1. An exhaustive Senate Intelligence Committee investigation has determined beyond reasonable doubt that the CIA's interrogation methods amounted to torture. The report does not recommend new punishment or further criminal inquiry, which may be an acknowledgement of the fact that CIA agents were carrying out orders of superiors, and the superiors were acting urgently, almost desperately, to protect the country from follow-up attacks.
2. Most Americans are likely to agree with President Obama, who said Friday that the tactics went too far ("We tortured some folks"), but that those who ordered and committed torture did so out of dire public interest. He called them patriots. "It's important for us not to feel too sanctimonious in retrospect about the job that those folks had."
3. The CIA itself is torn. In a comprehensive story outlining the pending report, The Washington Post said there were instances of CIA headquarters demanding continued use of severe interrogation techniques even after agents were convinced that suspects had no more information. In one case, a CIA employee left one of the agency's secret overseas prisons in protest of interrogation tactics there.
4. The CIA misled the public and government (including, presumably, the president and Congress) about the program, The Post reported, "concealing details about the severity of its methods, overstating the significance of plots and prisoners, and taking credit for critical pieces of intelligence that detainees had in fact surrendered before they were subjected to harsh techniques." The Senate Intelligence Committee report concludes that the program had little, if anything, to do with finding and killing Osama bin Laden—or with disrupting and investigating other acts of terrorism.
5. The minority report written by Republicans would "absolutely" document the intelligence value of the controversial techniques, said Sen. Saxby Chambliss, R-Ga., the top Republican on the Senate Intelligence Committee. That seems dubious.
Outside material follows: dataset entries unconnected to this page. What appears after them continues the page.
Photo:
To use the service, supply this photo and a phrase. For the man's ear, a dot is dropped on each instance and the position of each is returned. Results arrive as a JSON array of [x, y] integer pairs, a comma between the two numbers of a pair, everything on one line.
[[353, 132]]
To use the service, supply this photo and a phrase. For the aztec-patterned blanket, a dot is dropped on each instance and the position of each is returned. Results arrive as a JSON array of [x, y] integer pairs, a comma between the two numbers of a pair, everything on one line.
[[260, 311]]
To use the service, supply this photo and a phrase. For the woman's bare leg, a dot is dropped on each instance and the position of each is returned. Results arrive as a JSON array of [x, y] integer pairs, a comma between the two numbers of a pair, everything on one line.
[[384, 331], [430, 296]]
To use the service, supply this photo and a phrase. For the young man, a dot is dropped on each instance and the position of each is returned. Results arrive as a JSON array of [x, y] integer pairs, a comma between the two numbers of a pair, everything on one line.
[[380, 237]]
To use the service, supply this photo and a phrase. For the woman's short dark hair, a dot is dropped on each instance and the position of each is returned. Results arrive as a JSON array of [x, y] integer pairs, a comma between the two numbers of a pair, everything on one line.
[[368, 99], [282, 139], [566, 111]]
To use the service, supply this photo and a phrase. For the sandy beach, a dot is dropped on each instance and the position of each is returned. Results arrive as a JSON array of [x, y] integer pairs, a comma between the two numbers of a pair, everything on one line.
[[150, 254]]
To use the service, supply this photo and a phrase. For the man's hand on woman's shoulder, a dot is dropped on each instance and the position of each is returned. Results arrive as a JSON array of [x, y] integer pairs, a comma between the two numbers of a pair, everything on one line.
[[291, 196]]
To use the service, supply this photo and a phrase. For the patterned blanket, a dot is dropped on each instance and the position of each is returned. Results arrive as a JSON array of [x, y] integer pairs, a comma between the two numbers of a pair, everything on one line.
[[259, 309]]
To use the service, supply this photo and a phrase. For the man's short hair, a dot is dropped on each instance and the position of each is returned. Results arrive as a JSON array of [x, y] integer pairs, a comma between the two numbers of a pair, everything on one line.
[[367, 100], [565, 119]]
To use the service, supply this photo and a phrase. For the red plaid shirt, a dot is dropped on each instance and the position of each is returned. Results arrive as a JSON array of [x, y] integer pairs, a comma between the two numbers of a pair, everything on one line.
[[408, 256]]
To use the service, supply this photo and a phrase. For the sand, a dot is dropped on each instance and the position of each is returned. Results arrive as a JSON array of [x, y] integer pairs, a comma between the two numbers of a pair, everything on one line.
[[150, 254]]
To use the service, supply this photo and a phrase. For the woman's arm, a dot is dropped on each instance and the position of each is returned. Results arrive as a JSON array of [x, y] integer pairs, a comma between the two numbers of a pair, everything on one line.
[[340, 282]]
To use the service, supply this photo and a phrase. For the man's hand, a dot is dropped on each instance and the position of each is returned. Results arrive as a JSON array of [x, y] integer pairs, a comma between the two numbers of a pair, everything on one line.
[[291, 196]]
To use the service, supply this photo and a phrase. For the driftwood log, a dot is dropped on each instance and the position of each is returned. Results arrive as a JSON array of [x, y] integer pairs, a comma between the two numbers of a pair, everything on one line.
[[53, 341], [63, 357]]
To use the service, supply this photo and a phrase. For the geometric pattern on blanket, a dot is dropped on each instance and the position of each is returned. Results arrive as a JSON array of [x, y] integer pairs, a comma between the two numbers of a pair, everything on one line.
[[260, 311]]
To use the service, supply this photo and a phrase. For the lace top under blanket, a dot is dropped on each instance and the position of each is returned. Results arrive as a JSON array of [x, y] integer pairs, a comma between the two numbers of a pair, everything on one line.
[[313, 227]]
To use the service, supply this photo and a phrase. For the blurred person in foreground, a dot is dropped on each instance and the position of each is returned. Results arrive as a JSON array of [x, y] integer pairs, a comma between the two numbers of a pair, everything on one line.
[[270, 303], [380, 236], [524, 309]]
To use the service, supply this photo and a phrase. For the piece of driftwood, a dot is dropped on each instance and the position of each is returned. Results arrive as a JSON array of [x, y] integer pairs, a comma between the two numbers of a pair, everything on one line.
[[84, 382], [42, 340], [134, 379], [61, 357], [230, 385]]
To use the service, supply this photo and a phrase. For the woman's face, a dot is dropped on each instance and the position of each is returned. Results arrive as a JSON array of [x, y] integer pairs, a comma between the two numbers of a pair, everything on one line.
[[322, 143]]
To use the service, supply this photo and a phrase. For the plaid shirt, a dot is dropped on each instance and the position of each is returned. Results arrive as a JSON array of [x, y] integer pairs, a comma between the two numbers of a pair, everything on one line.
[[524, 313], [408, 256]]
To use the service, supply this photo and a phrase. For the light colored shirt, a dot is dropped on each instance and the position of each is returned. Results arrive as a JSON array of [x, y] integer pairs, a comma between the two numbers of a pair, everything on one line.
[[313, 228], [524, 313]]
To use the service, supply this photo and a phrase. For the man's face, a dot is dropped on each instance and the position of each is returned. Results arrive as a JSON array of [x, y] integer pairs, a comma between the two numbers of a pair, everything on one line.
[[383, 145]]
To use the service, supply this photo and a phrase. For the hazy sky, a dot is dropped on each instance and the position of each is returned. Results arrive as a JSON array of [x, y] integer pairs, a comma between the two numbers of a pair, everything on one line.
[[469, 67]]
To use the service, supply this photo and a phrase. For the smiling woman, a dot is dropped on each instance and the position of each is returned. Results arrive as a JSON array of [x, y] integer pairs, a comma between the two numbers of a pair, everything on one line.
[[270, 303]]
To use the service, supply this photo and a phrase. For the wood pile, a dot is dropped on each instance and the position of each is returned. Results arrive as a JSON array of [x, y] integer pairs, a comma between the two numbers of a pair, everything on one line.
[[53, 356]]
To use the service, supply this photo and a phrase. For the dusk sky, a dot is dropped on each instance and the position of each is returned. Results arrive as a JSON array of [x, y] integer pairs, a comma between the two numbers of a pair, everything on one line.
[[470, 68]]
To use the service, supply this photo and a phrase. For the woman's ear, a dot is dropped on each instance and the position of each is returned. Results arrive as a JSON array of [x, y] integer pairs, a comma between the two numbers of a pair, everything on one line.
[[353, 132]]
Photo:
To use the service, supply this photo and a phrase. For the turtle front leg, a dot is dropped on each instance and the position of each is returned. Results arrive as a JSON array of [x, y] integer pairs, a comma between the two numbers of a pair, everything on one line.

Everything I've heard from Republicans as well as Democrats involved in reviewing the program tells me that the committee's main report is overwhelmingly convincing. But Chambliss's statement is an important reminder of why Obama must press for transparency. When the committee is allowed to release its findings, open-minded Americans will be able to judge for themselves.
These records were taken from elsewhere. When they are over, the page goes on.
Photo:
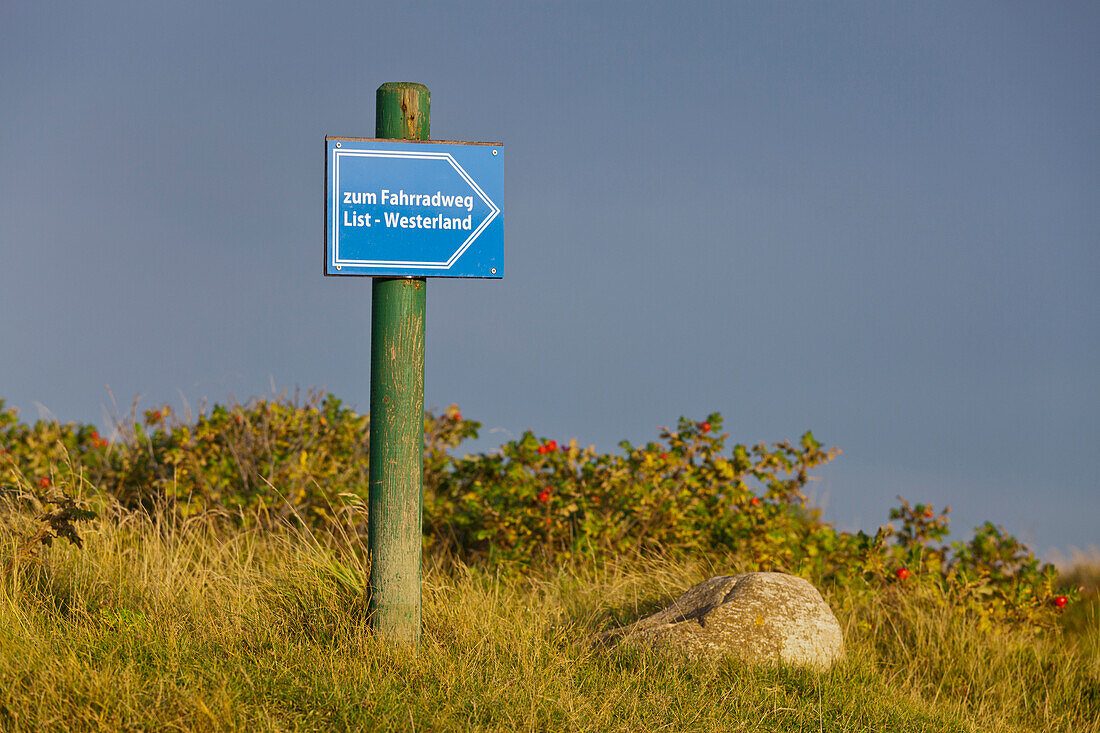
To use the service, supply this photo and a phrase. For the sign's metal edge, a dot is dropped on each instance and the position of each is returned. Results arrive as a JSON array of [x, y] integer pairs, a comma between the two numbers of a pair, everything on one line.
[[325, 210], [411, 142]]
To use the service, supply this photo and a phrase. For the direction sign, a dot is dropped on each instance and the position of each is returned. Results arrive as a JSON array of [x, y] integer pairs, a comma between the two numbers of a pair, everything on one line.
[[414, 209]]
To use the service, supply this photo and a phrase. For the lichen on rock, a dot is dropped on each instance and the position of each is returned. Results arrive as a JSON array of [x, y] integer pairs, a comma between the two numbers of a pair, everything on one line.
[[760, 617]]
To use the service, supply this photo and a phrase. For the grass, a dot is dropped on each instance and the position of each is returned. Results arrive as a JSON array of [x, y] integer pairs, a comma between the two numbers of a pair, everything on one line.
[[190, 625]]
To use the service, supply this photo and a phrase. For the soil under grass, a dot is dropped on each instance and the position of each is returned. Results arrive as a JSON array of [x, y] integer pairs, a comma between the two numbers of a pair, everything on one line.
[[195, 626]]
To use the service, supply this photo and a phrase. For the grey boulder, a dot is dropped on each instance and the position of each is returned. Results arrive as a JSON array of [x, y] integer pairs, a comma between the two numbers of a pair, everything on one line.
[[760, 617]]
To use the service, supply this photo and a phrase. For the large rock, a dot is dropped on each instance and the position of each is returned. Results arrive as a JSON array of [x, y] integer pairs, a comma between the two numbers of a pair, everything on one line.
[[757, 616]]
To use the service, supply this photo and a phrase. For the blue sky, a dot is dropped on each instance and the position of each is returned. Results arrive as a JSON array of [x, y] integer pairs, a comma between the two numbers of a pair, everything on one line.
[[877, 220]]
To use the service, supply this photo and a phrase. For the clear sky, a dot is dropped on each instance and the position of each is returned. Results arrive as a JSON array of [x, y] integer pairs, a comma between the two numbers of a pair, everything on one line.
[[876, 220]]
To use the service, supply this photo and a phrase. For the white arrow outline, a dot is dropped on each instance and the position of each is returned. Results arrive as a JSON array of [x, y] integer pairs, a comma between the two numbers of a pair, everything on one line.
[[337, 153]]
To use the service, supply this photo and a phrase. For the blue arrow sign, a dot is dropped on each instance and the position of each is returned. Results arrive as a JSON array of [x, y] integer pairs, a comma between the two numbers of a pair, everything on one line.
[[414, 209]]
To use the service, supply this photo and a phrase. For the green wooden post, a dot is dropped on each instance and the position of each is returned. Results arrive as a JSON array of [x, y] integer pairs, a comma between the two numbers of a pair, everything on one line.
[[396, 472]]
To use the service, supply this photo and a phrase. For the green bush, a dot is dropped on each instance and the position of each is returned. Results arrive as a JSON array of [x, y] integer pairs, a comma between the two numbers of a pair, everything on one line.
[[535, 501]]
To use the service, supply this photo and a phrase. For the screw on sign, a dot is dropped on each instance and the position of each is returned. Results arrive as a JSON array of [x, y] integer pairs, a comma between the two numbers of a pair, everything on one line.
[[400, 208]]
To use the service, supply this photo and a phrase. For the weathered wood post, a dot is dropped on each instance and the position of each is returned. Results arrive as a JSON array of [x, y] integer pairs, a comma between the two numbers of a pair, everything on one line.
[[400, 208], [396, 472]]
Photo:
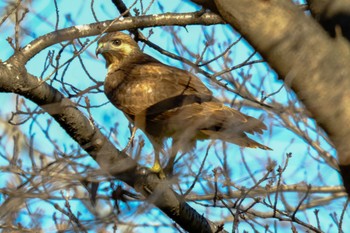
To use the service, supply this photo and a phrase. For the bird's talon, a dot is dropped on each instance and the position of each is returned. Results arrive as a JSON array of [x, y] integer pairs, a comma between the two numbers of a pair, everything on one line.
[[158, 170]]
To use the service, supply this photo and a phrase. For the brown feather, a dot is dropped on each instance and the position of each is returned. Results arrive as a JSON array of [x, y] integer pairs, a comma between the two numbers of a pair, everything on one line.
[[166, 102]]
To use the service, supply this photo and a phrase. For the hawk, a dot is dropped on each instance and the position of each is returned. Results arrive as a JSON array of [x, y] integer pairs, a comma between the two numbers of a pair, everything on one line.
[[167, 102]]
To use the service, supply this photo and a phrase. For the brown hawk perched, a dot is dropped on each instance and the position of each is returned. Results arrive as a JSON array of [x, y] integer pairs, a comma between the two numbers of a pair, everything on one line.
[[167, 102]]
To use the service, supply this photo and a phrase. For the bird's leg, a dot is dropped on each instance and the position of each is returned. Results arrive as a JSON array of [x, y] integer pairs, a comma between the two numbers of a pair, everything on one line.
[[170, 165], [157, 168], [133, 132]]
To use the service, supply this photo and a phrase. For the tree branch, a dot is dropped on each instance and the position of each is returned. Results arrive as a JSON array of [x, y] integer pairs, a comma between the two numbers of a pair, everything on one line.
[[15, 79], [119, 24], [314, 65]]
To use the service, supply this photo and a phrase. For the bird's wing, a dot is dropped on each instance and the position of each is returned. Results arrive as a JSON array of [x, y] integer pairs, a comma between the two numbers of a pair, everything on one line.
[[148, 83]]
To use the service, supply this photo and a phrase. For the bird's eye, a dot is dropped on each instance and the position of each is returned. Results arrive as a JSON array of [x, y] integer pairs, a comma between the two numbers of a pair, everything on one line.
[[117, 42]]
6. The CIA has aggressively fought the release of even a summary of the committee's conclusions. The agency has demanded and received authority to edit the report. Who wouldn't want to edit his own indictment? This feels like institutional butt-covering.
7. The CIA hacked into the computers used by Senate investigators to conduct their watershed report. Agency spies were apparently attempting to retrieve and delete a damning internal CIA document (the so-called Panetta review). This could be criminal. It's illegal for the CIA to spy inside the United States. The CIA is part of the executive branch of government. The Senate is part of the legislative branch, one of the few checks against the CIA's extraordinary power.
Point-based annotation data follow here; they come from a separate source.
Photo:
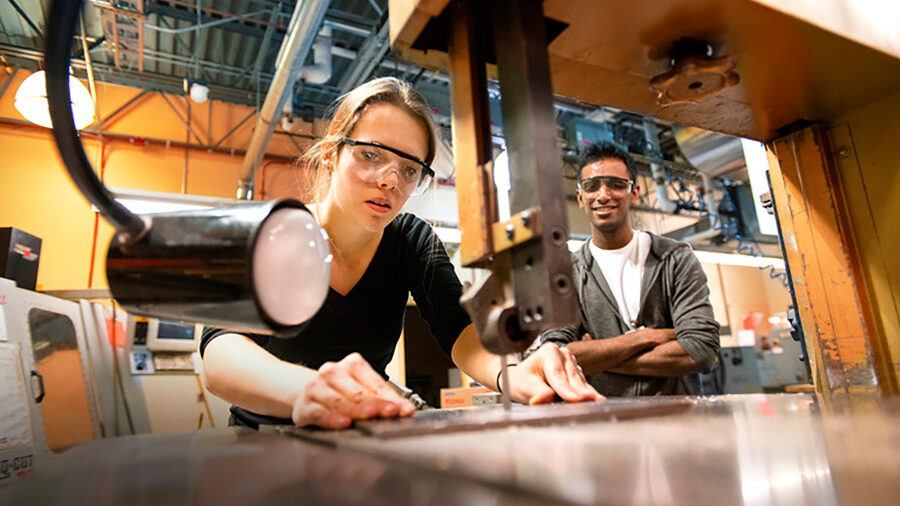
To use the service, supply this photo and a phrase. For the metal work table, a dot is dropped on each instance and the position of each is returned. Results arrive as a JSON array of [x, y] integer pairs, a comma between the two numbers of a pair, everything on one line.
[[750, 449]]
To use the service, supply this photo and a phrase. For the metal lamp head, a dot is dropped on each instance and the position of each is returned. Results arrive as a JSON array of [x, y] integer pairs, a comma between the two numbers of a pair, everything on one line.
[[260, 267]]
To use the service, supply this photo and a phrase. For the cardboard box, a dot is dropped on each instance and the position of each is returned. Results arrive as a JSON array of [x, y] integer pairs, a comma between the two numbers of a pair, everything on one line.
[[20, 254], [460, 397]]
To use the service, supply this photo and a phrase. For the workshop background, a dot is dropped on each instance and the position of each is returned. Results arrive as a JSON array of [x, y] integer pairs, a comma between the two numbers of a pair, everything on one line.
[[177, 87]]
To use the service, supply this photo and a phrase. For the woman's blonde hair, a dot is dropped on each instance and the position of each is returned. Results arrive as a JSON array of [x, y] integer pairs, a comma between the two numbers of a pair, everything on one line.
[[348, 109]]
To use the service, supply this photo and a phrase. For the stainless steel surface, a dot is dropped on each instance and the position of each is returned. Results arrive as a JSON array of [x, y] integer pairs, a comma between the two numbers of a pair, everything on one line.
[[751, 449], [740, 449], [426, 423], [224, 467]]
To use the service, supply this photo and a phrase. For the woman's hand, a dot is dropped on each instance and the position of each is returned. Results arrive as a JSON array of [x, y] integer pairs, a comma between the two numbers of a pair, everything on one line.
[[550, 372], [345, 391]]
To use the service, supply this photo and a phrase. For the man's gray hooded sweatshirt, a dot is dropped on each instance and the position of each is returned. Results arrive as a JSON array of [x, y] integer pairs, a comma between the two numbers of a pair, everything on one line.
[[673, 295]]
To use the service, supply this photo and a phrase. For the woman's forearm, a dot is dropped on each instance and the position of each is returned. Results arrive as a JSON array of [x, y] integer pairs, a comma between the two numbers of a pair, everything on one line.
[[241, 372]]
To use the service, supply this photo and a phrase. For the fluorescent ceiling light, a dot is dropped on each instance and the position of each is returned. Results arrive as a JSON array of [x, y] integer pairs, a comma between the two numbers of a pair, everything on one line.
[[712, 257], [31, 101], [757, 165], [148, 202]]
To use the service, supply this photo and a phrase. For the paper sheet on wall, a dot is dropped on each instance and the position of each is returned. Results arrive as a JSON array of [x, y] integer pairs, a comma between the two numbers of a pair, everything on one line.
[[3, 337], [15, 422]]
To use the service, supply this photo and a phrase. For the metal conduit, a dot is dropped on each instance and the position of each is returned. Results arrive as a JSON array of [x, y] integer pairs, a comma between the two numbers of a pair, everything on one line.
[[305, 23]]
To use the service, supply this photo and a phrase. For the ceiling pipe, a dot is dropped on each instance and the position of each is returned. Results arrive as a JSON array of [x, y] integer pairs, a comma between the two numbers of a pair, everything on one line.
[[320, 71], [304, 26]]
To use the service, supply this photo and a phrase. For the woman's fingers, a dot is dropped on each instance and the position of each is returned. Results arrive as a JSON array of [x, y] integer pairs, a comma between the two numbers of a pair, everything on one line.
[[349, 390], [556, 370], [556, 374], [576, 377], [359, 408], [363, 373], [313, 413]]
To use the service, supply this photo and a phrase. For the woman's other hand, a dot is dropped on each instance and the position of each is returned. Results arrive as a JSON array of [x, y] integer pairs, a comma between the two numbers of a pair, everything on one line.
[[344, 391], [549, 373]]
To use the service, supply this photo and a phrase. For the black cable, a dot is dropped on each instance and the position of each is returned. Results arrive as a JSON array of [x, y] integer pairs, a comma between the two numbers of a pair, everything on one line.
[[60, 33]]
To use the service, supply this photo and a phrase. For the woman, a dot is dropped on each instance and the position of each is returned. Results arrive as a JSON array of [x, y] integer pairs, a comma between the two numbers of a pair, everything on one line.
[[374, 156]]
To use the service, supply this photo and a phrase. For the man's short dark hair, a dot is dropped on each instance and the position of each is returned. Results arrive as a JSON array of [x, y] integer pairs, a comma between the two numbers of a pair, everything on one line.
[[606, 149]]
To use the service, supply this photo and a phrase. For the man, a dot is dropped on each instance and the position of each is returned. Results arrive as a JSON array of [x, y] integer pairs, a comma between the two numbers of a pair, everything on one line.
[[648, 326]]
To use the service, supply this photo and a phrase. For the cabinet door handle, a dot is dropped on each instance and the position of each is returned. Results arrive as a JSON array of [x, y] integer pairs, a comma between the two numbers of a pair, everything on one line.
[[40, 378]]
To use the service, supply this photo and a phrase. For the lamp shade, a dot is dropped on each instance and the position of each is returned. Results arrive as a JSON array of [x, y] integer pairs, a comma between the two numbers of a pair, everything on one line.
[[259, 267], [31, 101]]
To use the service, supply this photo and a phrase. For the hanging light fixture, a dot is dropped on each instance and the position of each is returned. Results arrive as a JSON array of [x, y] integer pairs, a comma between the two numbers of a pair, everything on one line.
[[31, 101]]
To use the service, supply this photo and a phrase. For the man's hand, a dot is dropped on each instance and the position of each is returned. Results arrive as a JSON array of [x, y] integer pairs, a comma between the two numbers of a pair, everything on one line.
[[550, 372], [657, 336], [345, 391]]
8. CIA Director John Brennan had flatly denied that his agency was spying on Senate staffers. If Brennan knowingly misled the public, he's a liar. If he denied the charges before checking them out, he's careless with the truth. Pick your poison. Brennan ordered an internal review after denying the charges, then apologized when the spying was confirmed.
9. "I have full confidence in John Brennan," Obama said Friday. This is the where I strongly disagree with the president. It is one thing to give the CIA a pass for heat-of-the-moment decisions to torture suspects, especially knowing the pressure applied from the Oval Office under President Bush and Vice President Dick Cheney (Nos. 2-3 above). It's another to implicitly condone institutionalized deception, lies, and cover-ups. (Nos. 4-8.)
10. Obama needs to hold high-ranking CIA officials accountable for misleading the White House, Congress, and the people, and for spying on Senate investigators. Patriots may get away with torture. Not with lying about it.